In light of the above, there is a strong argument to be made that the discriminatory DSD regulations do not pursue a legitimate objective, as it is both inherently misogynistic and racialised.
Is discrimination necessary, reasonable and proportionate?
Even if the ECHR should find that such discrimination pursues a legitimate objective, the second question still remains: is the discrimination justifiable in human rights terms, meaning that is it a necessary, reasonable and proportionate means of achieving thisobjective?
The answer is an emphatic no. The DSD regulations are not consistent with human rights and cannot be justified as necessary, reasonable, or proportionate. This has been confirmed by several actors in the human rights community, including UN human rights experts, the UN High Commissioner for Human Rights (OHCHR) and civil society organisations.
As detailed in a Human Rights Watch report, the DSD regulations unfairly discriminate against women and violate women’s right to privacy and dignity, subject women to arbitrary surveillance and coercion and social stigma, and negatively impact their physical and mental health. According to the OHCHR, the regulations also violate the right to the highest attainable standard of physical and mental health, guaranteed by the International Covenant on Economic, Social and Cultural Rights. This is because “treatments” to lower testosterone levels may have negative physical and psychological impacts, and athletes, such as Negesa, do not undergo the “treatments” for health or therapeutic reasons but rather feel pressured to do so to be eligible to participate in international sport events. In fact, from a health ethics perspective, one should question whether such “treatment” is something that health professionals should be involved in administering.
It is legitimate to query whether the DSD regulations may also violate the right to freedom from torture or inhuman or degrading treatment or punishment guaranteed by Article 3 of the European Convention on Human Rights.
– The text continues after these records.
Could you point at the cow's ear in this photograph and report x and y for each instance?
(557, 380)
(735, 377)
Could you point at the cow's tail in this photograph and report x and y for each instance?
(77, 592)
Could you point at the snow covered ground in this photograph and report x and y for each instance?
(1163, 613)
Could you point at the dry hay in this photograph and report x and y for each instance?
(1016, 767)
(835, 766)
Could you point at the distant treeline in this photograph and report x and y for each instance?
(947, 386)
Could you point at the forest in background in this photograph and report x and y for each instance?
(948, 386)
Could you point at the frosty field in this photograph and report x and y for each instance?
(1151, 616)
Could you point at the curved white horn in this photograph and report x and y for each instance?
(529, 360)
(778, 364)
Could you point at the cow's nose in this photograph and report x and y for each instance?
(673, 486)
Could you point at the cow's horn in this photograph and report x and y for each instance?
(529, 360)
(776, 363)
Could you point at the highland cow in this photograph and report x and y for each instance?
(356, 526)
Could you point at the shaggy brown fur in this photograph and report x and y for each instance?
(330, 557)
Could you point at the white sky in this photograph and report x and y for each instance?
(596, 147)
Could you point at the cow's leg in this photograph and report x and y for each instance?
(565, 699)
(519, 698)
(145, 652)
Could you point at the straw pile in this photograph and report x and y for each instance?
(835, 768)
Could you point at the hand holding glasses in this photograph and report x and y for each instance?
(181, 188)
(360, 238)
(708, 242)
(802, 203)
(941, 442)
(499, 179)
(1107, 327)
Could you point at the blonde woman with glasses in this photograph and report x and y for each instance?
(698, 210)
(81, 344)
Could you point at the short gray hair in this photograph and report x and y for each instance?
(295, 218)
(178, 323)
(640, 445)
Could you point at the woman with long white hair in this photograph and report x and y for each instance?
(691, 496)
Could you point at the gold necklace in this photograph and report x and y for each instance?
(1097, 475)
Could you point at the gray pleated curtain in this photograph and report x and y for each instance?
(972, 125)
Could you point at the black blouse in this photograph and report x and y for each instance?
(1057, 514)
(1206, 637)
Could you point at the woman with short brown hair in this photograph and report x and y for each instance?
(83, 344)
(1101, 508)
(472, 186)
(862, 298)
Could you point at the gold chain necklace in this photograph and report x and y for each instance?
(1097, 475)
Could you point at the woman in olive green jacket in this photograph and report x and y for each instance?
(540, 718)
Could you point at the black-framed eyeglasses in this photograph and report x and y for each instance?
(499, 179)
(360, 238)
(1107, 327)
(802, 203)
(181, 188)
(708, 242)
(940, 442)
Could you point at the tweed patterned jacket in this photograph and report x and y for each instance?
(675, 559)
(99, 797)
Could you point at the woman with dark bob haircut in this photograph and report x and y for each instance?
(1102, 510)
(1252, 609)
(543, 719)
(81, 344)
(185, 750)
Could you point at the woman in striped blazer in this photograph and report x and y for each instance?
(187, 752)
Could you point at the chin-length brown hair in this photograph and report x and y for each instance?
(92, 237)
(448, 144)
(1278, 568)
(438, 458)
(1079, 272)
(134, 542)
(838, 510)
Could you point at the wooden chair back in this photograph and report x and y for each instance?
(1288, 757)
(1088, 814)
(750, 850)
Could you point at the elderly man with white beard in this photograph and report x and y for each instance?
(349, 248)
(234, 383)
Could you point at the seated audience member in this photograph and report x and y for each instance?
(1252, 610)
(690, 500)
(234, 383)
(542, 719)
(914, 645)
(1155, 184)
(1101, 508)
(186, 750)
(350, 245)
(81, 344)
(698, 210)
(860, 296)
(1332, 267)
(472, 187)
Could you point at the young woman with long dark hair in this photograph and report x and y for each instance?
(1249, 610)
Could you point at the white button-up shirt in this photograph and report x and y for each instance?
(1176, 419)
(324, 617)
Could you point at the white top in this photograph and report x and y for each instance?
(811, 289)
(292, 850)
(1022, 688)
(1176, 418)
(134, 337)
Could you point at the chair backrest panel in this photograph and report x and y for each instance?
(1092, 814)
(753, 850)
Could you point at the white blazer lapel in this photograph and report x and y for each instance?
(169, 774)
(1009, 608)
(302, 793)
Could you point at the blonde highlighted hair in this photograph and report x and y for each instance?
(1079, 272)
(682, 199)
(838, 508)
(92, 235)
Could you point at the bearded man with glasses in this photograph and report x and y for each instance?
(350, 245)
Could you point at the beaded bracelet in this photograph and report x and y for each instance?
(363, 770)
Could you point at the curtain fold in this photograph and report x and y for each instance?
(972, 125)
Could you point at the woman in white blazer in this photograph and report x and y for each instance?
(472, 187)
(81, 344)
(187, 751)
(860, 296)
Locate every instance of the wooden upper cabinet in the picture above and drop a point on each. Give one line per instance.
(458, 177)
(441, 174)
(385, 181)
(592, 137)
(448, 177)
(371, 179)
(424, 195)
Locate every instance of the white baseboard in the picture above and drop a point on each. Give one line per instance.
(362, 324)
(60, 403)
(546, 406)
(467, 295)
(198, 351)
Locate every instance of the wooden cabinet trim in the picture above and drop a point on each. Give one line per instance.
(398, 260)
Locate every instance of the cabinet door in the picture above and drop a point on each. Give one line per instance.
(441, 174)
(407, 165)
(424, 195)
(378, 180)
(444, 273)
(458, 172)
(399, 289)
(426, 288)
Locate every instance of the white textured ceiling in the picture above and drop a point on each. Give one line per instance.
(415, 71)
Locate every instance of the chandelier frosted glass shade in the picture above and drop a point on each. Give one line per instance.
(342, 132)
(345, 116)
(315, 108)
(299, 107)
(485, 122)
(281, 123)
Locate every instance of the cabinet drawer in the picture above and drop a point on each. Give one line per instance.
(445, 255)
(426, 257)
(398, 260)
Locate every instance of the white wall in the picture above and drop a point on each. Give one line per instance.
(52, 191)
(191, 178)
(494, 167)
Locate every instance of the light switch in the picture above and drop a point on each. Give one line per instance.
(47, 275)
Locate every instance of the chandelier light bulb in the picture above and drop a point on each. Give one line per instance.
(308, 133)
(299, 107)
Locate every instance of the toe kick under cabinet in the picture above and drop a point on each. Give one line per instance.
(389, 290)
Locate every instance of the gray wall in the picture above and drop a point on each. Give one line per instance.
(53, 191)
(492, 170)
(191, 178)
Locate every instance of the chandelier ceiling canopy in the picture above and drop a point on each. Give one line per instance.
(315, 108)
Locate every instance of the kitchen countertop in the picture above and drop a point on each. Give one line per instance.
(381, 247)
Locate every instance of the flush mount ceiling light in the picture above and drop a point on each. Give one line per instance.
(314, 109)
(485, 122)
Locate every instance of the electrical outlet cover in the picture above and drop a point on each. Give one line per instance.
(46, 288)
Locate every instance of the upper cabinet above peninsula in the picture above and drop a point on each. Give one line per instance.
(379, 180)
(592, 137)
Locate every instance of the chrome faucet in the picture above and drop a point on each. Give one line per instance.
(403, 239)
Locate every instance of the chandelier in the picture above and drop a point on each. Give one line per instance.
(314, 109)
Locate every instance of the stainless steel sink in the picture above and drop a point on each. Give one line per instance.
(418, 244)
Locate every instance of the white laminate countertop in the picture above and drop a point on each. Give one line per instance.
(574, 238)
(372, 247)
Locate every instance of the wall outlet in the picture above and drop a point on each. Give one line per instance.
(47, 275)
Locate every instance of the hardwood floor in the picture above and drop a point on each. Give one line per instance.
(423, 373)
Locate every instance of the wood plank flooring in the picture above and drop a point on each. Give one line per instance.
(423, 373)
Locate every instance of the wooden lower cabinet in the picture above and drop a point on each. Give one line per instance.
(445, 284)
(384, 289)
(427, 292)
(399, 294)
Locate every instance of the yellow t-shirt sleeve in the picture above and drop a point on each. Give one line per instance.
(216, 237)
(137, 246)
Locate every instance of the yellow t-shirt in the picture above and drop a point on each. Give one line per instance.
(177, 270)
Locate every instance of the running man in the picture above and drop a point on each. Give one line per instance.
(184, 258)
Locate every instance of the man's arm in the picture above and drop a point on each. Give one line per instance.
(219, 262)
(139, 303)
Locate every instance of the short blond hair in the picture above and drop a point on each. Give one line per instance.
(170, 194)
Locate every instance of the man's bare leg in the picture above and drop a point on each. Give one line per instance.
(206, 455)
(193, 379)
Taking into account the characteristics of the complainant, the ECHR’s jurisprudence has recognised that, in some instances, discrimination may amount to ill-treatment prohibited under Article 3. In those cases, the ECHR has held states accountable for discrimination in violation of their obligations under Article 3.
It is beyond dispute that the DSD regulations are discriminatory; the aim they are intended to pursue appears anything but legitimate. They cannot be justified in human rights terms because of the harm they cause to individual women athletes by violating their human rights.
The way forward
This case boils down to a simple, heartfelt plea shared by Semenya: “I just want to run naturally, the way I was born.”
Switzerland is bound by the European Convention on Human Rights, a treaty that guarantees various human rights, including the right to be free from discrimination, to freedom from torture and the right to private life. Through its case law, the ECHR has upheld the right to human dignity. It is hoped that the court eventually finds Switzerland’s interpretation of the DSD regulations to be in violation of the European Convention.
Beyond Semenya’s case, the OHCHR has recommended that sport governing bodies such as the IAAF “should review, revise and revoke eligibility rules and regulations that have negative effects on athletes’ rights, including those addressing athletes with intersex variations”. However, this is unlikely to happen. It is therefore up to the ECHR to clarify the obligation in human rights law to ensure the protection of the human rights of all women in sport. Indeed, it is this Court that will decide whether Semenya can “run free, once and for all”.